Nadia Yassine, la fille du dirigeant et fondateur du mouvement Al Adl Wal Ihssane, Abdessalam Yassine, a jeté un pavé dans la mare politique à cause de ses déclarations pour le moins provocatrices dans un entretien accordé à l’hebdomadaire, «Al Ousbouiya Al Jadida» et publié dans le numéro du vendredi dernier.
En vrac, voilà ce qu’elle a déclaré : "La monarchie n’est pas faite pour le Maroc", "les indicateurs montrent que le régime s’écroulera bientôt", "la Constitution est bonne pour la poubelle de l’histoire", "le PJD a été affreusement instrumentalisé par le Makhzen", "est-il nécessaire de s’accrocher à cette monarchie jusqu’à la fin des temps ?", "allons-nous mourir si nous restons sans Roi ? je ne le pense pas" …

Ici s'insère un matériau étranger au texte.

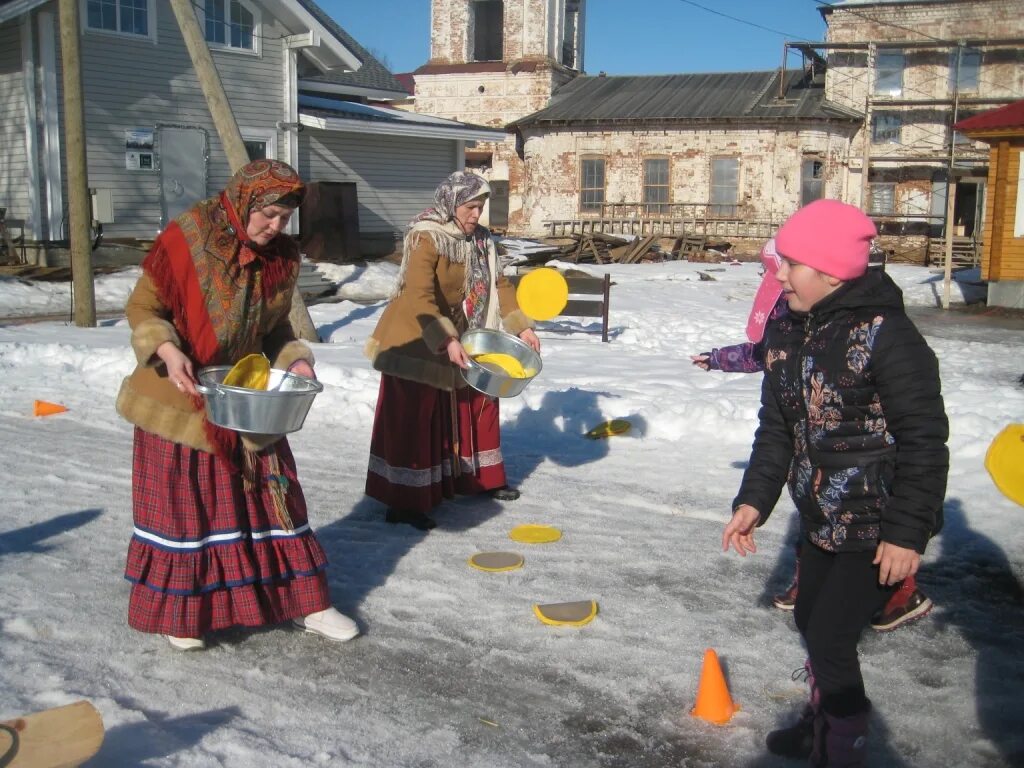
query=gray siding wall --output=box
[298,127,457,236]
[82,2,289,239]
[0,19,32,227]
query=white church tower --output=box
[414,0,586,229]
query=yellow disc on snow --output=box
[585,419,633,440]
[473,352,527,379]
[515,266,569,321]
[509,522,562,544]
[985,424,1024,507]
[469,552,523,572]
[534,600,597,627]
[223,354,270,389]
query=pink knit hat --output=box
[746,239,782,344]
[775,200,879,280]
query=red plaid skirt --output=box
[125,428,331,637]
[367,374,506,513]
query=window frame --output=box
[800,155,825,208]
[579,155,608,215]
[196,0,263,55]
[871,112,903,144]
[867,181,897,216]
[640,155,672,216]
[239,128,278,160]
[79,0,157,43]
[871,48,906,96]
[948,46,982,93]
[708,155,740,218]
[466,0,505,61]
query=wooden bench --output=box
[509,273,611,341]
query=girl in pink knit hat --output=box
[722,200,949,768]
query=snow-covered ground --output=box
[0,262,1024,768]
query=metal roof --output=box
[298,0,409,98]
[509,70,863,128]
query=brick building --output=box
[416,0,1024,261]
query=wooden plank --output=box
[0,700,103,768]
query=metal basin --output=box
[460,329,544,397]
[196,366,324,434]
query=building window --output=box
[562,0,583,70]
[874,50,906,96]
[472,0,505,61]
[800,158,825,206]
[85,0,154,37]
[709,158,739,216]
[203,0,257,51]
[643,158,670,216]
[949,48,981,93]
[867,182,896,216]
[871,112,903,144]
[580,158,604,213]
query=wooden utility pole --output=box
[167,0,319,341]
[59,0,96,328]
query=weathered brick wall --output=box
[509,126,850,236]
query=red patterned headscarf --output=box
[142,160,305,462]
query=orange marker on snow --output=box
[690,648,739,725]
[32,400,68,416]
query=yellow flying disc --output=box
[224,354,270,389]
[584,419,633,440]
[534,600,597,627]
[985,424,1024,507]
[469,552,523,572]
[515,266,569,321]
[509,523,562,544]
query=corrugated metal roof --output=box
[512,71,862,127]
[298,0,408,98]
[953,100,1024,133]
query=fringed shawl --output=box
[142,160,305,468]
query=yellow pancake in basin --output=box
[469,552,524,573]
[473,352,528,379]
[585,419,633,440]
[223,354,270,389]
[509,522,562,544]
[985,424,1024,507]
[534,600,597,627]
[515,266,569,321]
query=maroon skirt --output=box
[367,374,506,514]
[125,428,331,637]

Sur ordre du procureur du Roi auprès du Tribunal de Première instance de Rabat, la police judiciaire a convoqué Nadia Yassine, vendredi après-midi, pour tirer au clair cette affaire. L’intéressée n’a absolument pas nié ses déclarations. Elle persiste et signe. Que veut-elle au juste ? Certains estiment que cette sortie médiatique de Nadia Yassine est un moyen pour la Jamaâ de rappeler à l’Etat l’importance d’Al Adl Wal Ihssane. D’autres y voient une conséquence normale du vent de liberté qui souffle sur le pays depuis plusieurs années et que certains exploitent au nom de la démocratie à des fins très peu claires.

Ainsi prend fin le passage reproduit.